Menurut Rahman Tolleng (pemimpin redaksi Harian Suara Karya ketika Karni melamar kerja), Karni Ilyas itu konsisten dalam pilihan hidup, atau panggilan hidupnya sebagai wartawan. Tolleng pun menganggapbahwa tidak banyak orang yang konsisten layaknya seorang Karni Ilyas.
Sebagai jurnalis yang hidup di zaman Soeharto hingga rezim Susilo Bambang Yudhoyono, ia merasakan persis bagaimana kuatnya otoritas intervensi dari pemerintah. Sejak ia bergelut di Harian Suara Karya, Forum Keadilan, SCTV hingga saat ini menjabat sebagai Direktur/Pemimpin Redaksi, intervensi itu menjadi hal yang biasa baginya.
Contohnya saja kasus Lapindo yang telah terjadi beberapa tahun lalu hingga saat ini nyaris tak pernah dibahas dalam acara “Indonesia Lawyers Club” di tvOne. Ia memilih absen untuk membahasnya. Karena ia berpikir, kasus tersebut apabila dibahas, berimbang seperti apapun tetap akan dianggap pemirsa bias. Seadil apapun hakim yang mengadili kerabatnya, akan tetapi hakim itu dianggap berpihak. Karena itu hakim harus mundur dalam perkara yang menyangkut kerabatnya.
Karni menganggap intervensi akan selalu ada kaitannya dalam media. Ia menghadapi fenomena ini layaknya air mengalir, menjalani saja apa yang terjadi. Kalau masyarakat menginginkan media itu steril dari intervensi, kiranya itu hanya mimpi belaka. Karena dalam hal ini, selain pemilik media, pemerintah pun aktif melakukan intervensi terhadap media. Pada dasarnya, Karni cukup bijak menghadapi hal ini.
Jika menilik pada efektifitas komunikasi, intervensi yang dilakukan oleh Abu Rizal Bakrie rupanya cukup berhasil. Terbukti dengan semakin dikenalnya sosok Bakrie di tengah masyarakat dengan julukan ARB-nya dan citra positif partai Golkar. Tak dapat dipungkiri lagi, intervensi media sangat membantu menjaga, meningkatkan bahkan memperbaiki citra seseorang ataupun organisasi.
BAB III
PENUTUP
III.1. Kesimpulan
            Intervensi (campur tangan) media dalam realitanya sudah terjadi sejak lama. Apalagi kaitannya dengan masalah politik, seketika itu pula intervensi menjadi lebih rumit lagi. Terkait dengan pencitraan yang dibangun oleh beberapa atau sekelompok kepentingan, rupanya para politisi berlomba-lomba mendapatkan image yang baik di mata masyarakat.

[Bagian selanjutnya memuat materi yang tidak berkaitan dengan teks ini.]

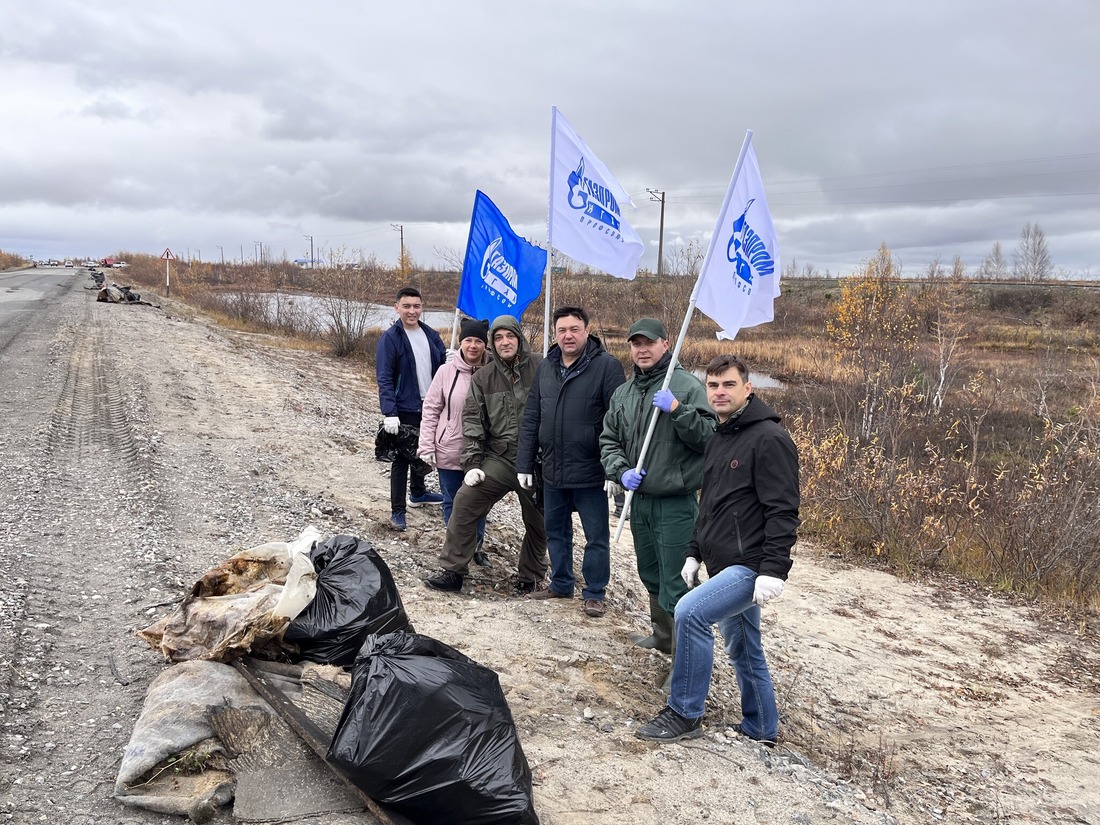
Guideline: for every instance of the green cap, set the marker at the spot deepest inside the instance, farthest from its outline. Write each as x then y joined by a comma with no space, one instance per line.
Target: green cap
648,327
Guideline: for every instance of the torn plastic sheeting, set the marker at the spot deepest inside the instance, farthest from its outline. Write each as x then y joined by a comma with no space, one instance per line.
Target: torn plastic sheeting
239,605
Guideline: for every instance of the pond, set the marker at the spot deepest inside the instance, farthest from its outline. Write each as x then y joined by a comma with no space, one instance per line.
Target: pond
377,315
759,381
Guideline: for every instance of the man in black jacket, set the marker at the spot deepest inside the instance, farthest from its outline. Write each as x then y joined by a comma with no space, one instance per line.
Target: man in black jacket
562,420
747,525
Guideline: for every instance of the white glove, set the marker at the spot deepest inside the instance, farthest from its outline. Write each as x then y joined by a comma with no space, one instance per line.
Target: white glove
768,587
690,572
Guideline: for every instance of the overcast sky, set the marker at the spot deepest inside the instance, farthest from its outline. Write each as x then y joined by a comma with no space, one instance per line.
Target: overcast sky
937,127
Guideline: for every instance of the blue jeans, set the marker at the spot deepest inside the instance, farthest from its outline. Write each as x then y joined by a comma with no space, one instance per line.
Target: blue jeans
726,600
449,483
591,504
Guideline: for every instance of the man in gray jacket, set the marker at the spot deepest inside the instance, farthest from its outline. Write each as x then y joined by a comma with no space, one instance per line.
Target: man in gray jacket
561,426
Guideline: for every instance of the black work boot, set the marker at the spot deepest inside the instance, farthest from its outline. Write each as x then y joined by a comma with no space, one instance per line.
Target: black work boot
661,638
446,580
670,726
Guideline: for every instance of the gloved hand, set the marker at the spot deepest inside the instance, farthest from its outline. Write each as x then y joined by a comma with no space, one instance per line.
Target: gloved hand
768,587
664,400
690,572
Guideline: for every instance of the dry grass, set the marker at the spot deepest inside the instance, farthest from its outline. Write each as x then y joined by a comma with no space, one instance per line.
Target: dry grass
992,481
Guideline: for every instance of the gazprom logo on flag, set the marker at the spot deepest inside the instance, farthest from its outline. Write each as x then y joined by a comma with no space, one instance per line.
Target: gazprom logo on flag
600,207
498,275
748,253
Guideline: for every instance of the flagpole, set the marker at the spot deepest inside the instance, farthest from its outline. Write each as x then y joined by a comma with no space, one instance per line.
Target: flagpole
454,328
683,331
546,279
546,300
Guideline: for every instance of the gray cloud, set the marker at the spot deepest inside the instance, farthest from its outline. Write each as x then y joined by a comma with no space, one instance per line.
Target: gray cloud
936,128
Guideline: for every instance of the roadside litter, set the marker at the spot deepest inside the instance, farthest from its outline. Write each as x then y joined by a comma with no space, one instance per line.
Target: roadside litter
114,293
261,708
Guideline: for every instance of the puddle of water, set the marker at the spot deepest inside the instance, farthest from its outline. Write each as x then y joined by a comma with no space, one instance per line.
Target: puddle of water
377,315
759,381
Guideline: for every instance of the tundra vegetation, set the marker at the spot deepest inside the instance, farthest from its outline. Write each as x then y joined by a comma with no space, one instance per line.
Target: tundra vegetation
948,424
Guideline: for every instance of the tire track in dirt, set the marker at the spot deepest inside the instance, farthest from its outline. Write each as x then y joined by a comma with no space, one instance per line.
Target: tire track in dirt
90,553
90,413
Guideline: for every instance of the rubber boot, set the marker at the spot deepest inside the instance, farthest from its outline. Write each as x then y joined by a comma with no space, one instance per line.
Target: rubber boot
667,685
661,638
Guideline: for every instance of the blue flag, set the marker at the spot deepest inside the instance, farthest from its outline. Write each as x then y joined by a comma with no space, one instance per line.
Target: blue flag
502,273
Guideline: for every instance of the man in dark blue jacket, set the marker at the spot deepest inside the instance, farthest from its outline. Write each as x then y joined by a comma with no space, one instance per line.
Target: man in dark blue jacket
407,356
561,426
747,525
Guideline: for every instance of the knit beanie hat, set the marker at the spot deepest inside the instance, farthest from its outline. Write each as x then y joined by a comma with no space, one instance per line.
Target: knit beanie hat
473,328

Seperti yang dipikirkan Karni, jika ada kasus yang subjeknya menyerempet ke pemilik media apabila dibahas, berimbang seperti apapun tetap akan dianggap pemirsa bias. Seadil apapun hakim yang mengadili kerabatnya, akan tetapi hakim itu dianggap berpihak. Karena itu hakim harus mundur dalam perkara yang menyangkut kerabatnya.
Inilah salah satu bukti bahwa memang segala sesuatu itu sulit dari kata ideal. Sekalipun ada istilah “idealisme media massa”, tetap saja tidak akan terbentuk dan terealisasikan jika di dalamnya masih ada motif kepentingan. Karni menganggap intervensi akan selalu ada kaitannya dalam media. Ia menghadapi fenomena ini layaknya air mengalir, menjalani saja apa yang terjadi. Kalau masyarakat menginginkan media itu steril dari intervensi, kiranya itu hanya mimpi belaka. Karena dalam hal ini, selain pemilik media, pemerintah pun aktif melakukan intervensi terhadap media. Pada dasarnya, Karni cukup bijak menghadapi hal ini.
III.2. Saran
            Seperti yang telah disinggung sebelumnya, intervensi media pada dasarnya adalah krisis yang sudah tak asing di Indonesia. Mungkin masyarakat masih banyak yang belum mengetahui dan menyadari hal ini. Namun dampaknya masyarakatlah yang menjadi sasaran.
            Jika menginginkan intervensi itu dihapuskan, mustahil sepertinya. Mungkin yang bisa dilakukan adalah mengikis intervensi tersebut, walaupun tidak akan sampai pada titik dimana intervensi itu bisa benar-benar tidak ada, baik di lingkungan media, pemerintahan maupun yang lainnya.
DAFTAR PUSTAKA
Ardianto, Elvinaro, dkk. 2012. Komunikasi Massa Suatu Pengantar. Bandung : Simbiosa Rekatama Media.
Effendy, Fenty. 2012. Karni Ilyas, Lahir untuk Berita. Jakarta : Kompas Media Nusantara
Munanjar, Ferdi, dkk. 2013. Makalah Khalayak Komunikasi Politik. Bandung : UIN Sunan Gunung Djati.
Nimmo, Dan. 2010. Komunikasi Politik: Khalayak dan Efek. Bandung: PT Remaja Rosdakarya.